With the advent of smartphones and apps, we have fundamentally changed the way we plan and manage our travel itineraries. From the way we book our air tickets, our accommodations, to how we get tips and advice on local tourist destinations to even getting access to the different modes of transportation, to how we manage our packing list when packing for our trip. At every step, we have leveraged on the use of our smartphone and the apps that come with it to make travel planning much easier.

For example from my typical experience when planning a trip, I would first open my Skyscanner app to look for great air ticket deals and compare different airline’s air ticket prices, flight durations and the number of transit stops I have to make before reaching my destination. I can also compare prices within the week to select the best days of travel.

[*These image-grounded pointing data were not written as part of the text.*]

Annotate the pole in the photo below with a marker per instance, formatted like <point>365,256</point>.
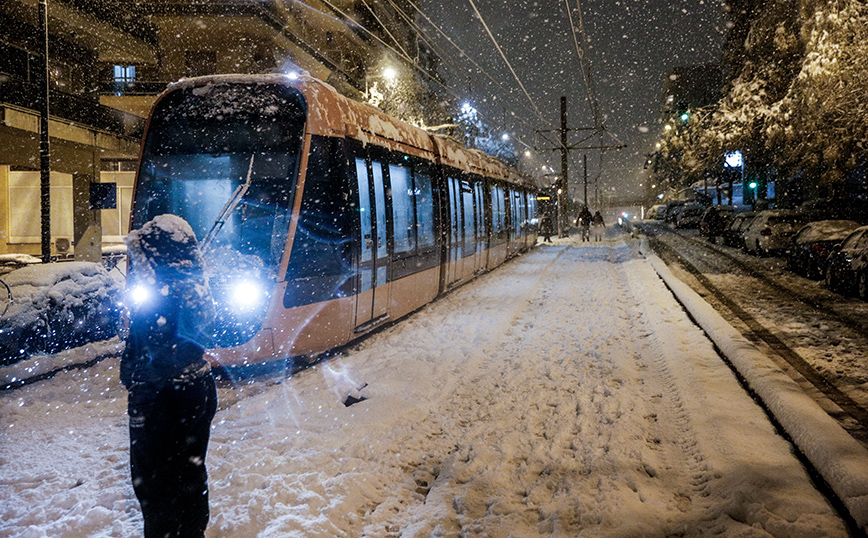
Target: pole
<point>564,191</point>
<point>44,146</point>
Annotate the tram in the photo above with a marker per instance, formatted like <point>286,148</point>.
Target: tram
<point>320,218</point>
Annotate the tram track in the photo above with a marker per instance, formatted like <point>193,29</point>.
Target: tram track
<point>857,413</point>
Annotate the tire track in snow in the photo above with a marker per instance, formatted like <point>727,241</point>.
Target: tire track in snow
<point>577,426</point>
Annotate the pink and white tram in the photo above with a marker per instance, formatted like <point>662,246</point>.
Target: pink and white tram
<point>321,218</point>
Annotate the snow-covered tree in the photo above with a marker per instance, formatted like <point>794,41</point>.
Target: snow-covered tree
<point>476,134</point>
<point>821,125</point>
<point>761,73</point>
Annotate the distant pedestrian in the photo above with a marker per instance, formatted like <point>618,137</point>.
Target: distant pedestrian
<point>172,394</point>
<point>585,219</point>
<point>547,227</point>
<point>599,226</point>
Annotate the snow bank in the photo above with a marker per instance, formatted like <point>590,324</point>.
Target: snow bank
<point>840,459</point>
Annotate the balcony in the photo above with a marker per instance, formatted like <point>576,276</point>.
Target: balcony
<point>83,111</point>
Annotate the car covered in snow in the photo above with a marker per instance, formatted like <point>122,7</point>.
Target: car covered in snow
<point>715,220</point>
<point>733,235</point>
<point>771,230</point>
<point>847,266</point>
<point>810,248</point>
<point>58,306</point>
<point>689,215</point>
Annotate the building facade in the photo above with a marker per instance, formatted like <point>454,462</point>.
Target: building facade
<point>109,59</point>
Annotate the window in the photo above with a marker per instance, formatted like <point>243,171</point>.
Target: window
<point>402,209</point>
<point>498,210</point>
<point>125,73</point>
<point>320,266</point>
<point>469,220</point>
<point>198,63</point>
<point>424,195</point>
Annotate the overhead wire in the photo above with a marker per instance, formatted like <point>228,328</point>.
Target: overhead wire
<point>451,42</point>
<point>385,28</point>
<point>413,64</point>
<point>428,40</point>
<point>502,55</point>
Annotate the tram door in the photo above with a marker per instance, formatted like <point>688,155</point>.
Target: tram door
<point>456,235</point>
<point>373,296</point>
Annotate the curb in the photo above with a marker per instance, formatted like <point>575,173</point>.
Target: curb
<point>841,460</point>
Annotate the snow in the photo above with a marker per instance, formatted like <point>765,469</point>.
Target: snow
<point>839,458</point>
<point>54,305</point>
<point>565,394</point>
<point>828,230</point>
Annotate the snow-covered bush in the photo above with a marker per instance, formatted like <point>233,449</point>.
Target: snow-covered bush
<point>58,306</point>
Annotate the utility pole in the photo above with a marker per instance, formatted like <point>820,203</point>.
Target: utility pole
<point>44,146</point>
<point>564,187</point>
<point>564,148</point>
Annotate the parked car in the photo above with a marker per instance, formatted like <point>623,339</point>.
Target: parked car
<point>689,215</point>
<point>58,306</point>
<point>657,212</point>
<point>771,230</point>
<point>847,266</point>
<point>715,220</point>
<point>733,236</point>
<point>672,209</point>
<point>810,247</point>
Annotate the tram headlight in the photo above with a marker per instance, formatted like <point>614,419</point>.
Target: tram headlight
<point>139,295</point>
<point>247,294</point>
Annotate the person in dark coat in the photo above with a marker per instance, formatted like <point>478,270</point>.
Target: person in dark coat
<point>585,219</point>
<point>599,226</point>
<point>172,394</point>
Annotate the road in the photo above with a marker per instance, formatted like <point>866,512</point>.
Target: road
<point>565,394</point>
<point>818,336</point>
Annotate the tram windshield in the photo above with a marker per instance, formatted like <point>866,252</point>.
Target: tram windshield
<point>206,145</point>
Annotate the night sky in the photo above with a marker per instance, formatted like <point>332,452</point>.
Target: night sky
<point>633,46</point>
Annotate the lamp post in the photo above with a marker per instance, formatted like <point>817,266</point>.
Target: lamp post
<point>44,146</point>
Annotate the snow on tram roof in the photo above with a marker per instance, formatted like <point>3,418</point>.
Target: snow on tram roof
<point>367,123</point>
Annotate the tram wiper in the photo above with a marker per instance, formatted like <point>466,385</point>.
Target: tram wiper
<point>229,208</point>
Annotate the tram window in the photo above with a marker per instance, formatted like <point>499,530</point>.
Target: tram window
<point>195,159</point>
<point>402,209</point>
<point>319,264</point>
<point>469,221</point>
<point>498,209</point>
<point>424,209</point>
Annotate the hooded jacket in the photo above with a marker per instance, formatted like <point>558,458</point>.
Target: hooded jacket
<point>172,325</point>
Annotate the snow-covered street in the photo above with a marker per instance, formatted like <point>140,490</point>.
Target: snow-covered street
<point>567,393</point>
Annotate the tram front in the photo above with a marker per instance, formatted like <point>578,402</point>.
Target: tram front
<point>224,156</point>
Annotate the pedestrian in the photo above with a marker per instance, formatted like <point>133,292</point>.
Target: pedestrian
<point>547,227</point>
<point>172,394</point>
<point>585,219</point>
<point>599,226</point>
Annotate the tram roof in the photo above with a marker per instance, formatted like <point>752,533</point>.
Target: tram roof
<point>337,115</point>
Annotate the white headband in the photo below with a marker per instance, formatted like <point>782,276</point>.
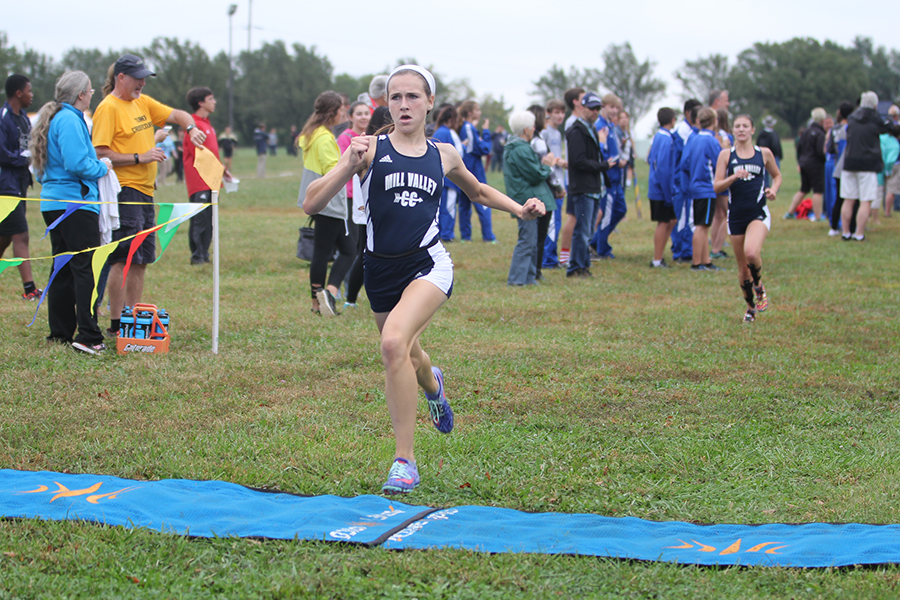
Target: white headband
<point>429,78</point>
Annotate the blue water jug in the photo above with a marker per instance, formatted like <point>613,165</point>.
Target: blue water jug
<point>126,323</point>
<point>163,317</point>
<point>142,324</point>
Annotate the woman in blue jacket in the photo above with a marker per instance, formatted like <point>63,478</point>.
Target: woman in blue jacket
<point>477,147</point>
<point>446,133</point>
<point>68,169</point>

To book my accommodation I would use either the Hostelworld app to book hostels, Airbnb for homestay, or Agoda app to book hotels.


When I’m actually about to purchase my air tickets, I would allow App in the Air to manage my air ticket ticket reservations and notify me of my upcoming travels.


Days before flying off, I would use various packing lists app to make sure I have packed everything I needed to pack for my trip.

Before flying off, I would check the local weather using the Apple Weather app, or their local weather app to check on the weather and temperature to make sure I have enough warm clothing if I am travelling to a cold country.

And since I am travelling to Iceland soon as we speak, I use the Aurora Forecast app to find out the best nights to camp out and catch the northern lights.

If I need to check out what are some of the interesting attractions I need to see and visit, I open the TripAdvisor app to look at reviews and ratings of various establishments and attractions available in the local vicinity.


If I need to catch a cab, I use Uber or GrabTaxi if it is available locally. If I’m in a big city with a complex network of subways and trains like Seoul or Tokyo, I use the subway app to that I don’t get lost in transit. If I rent a car and got lost, I would refer to Google Maps to bring me to my correct destination.


If I need something translated I use Wordlens app to translate on the fly. If I need to say a particular phrase or word, I refer to the various language app available for smartphones.


If I see something interesting and I want to take a picture or a video, my smartphone will do the trick. I can make the pictures I took nicer by using various filter apps available and post it on Instagram for all to see. I can use my tumblr or Facebook app to share my travel experience in real time. I can use FaceTime or WhatsApp chat to communicate with my friends and family overseas. I can also blog about it, using Tumblr, or Day One app to chronicle my day to day travels.


And the list goes on and on. The apps I mentioned are just the tip of the iceberg. There are hundreds of apps to book all kinds of accommodation for your travels. Similarly, there are all kinds of social media apps to share your travel experience with the world as well as travel portal app to get local info.

We have fundamentally changed the way we plan and book our travel itinerary. Almost everything can be done with the smartphone.